One of the fun aspects of studying petroglyphs is that regardless of how you interpret the images, nobody is wrong and everybody is right. Following, then, are pics of some of the petroglyphs our GCAS group saw on our March 3, 2019, field trip to Indian Wells.


Author Alex Patterson identifies this circle-with-a-dot over there on the far left as a symbol for the moon. Others describe it as a symbol for the sun. Either interpretation seems reasonable but it gets complicated when considering the near-left image. Two moons? Two suns? One of each?

Here, we see an image of a grid. Archaeologists variously interpret this as a fence to keep animals either in or out of an area; or it could be a net for hunting/fishing; or maybe it’s a layout of a pueblo as seen from above. Again, all are reasonable interpretations. But then, how does one interpret a similar grid, but with dots in the middle of each square, as we saw in this same area? Perhaps if one assumes the grid in this photo is a fence around sections of a field, maybe a grid with dots indicates a fenced field that has been planted. Or not. Could both images possibly depict rooms of a pueblo, with the pueblo rooms in the left photo being unoccupied but each room in the pueblo on the right being occupied by one person or one family? Could this be an archaic version of a census?

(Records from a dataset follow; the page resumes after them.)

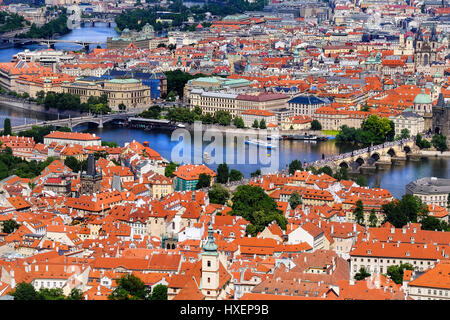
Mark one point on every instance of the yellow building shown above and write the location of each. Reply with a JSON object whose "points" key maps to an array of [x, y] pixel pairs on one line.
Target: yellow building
{"points": [[130, 92]]}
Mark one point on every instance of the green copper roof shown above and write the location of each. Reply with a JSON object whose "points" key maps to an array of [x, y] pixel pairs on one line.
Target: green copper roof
{"points": [[422, 98], [210, 246], [124, 81]]}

Next, we have an image on the left of what appears to be an anthropomorphic head with large eyes and some kind of antenna sprouting from the center of the head. That might be interpreted to be a symbol of the Mesoamerican rain god, Tlaloc. Alternatively, it could symbolize the staring eyes of Death. However, the image on the right shows what appears to be the same head with the same kind of eyes…but this image shows a pair of curved horns on the sides of the head. It has been suggested that this depicts an owl species local to the US Southwest with ear tufts, such as the great horned owl or screech owl. If so, does the image on the left depict a local owl that has no ear tufts, like the spotted owl or pygmy owl? If so, how does one explain the antenna? What are your ideas?

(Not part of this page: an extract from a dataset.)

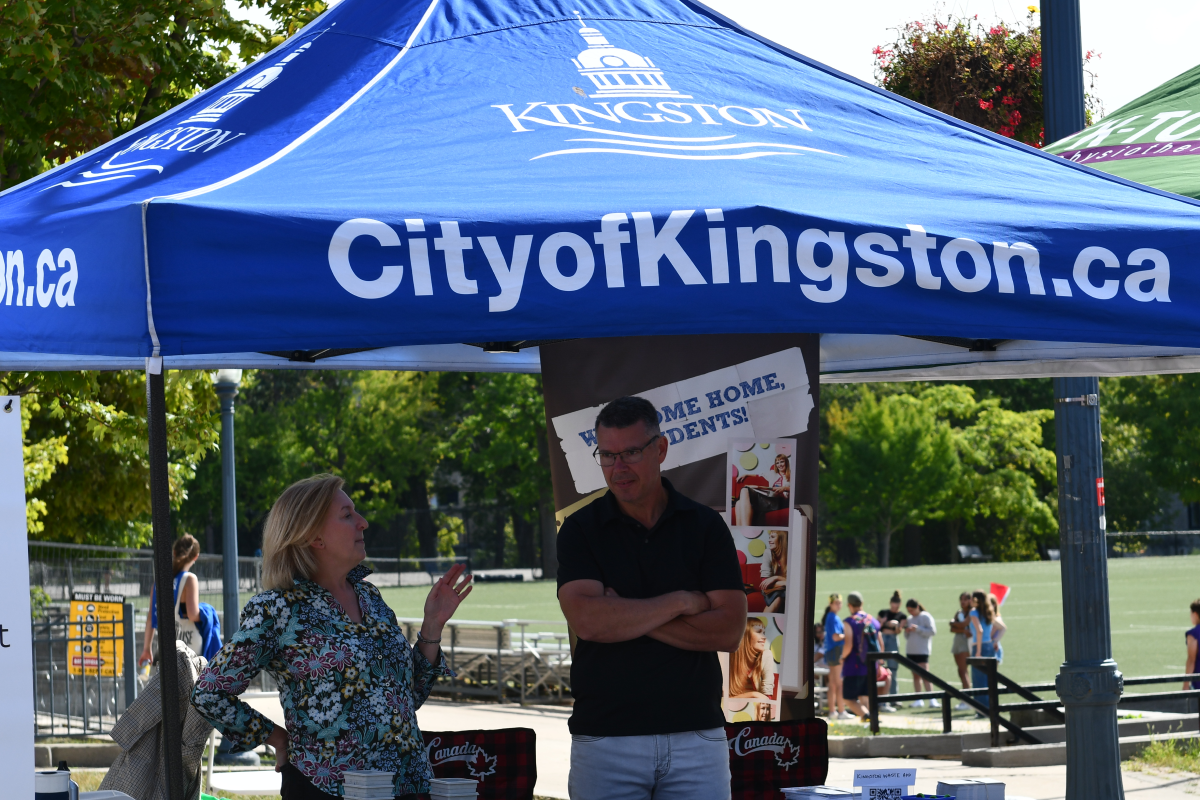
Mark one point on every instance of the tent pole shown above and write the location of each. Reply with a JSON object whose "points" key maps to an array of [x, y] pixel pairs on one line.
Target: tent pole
{"points": [[163, 581]]}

This last image is of one that has used some natural features of the underlying rock to create what I, personally, believe is a depiction of a celestial event. Observe how a natural hole in the rock was pecked around, to give the effect of luminescence, with additional pecking that arcs to the right and upwards in a series of dots along a sharp edge of the rock. Sure looks to me like a comet and its tail. Specifically, Halley’s Comet. Which we all know returns to our area of the universe every 75-76 years. Meaning our petroglyph artists might have seen it in the sky in 936 CE…1011 CE…1087 CE…1162 CE…
Of course, reasonable minds may differ. And bad ones seldom do.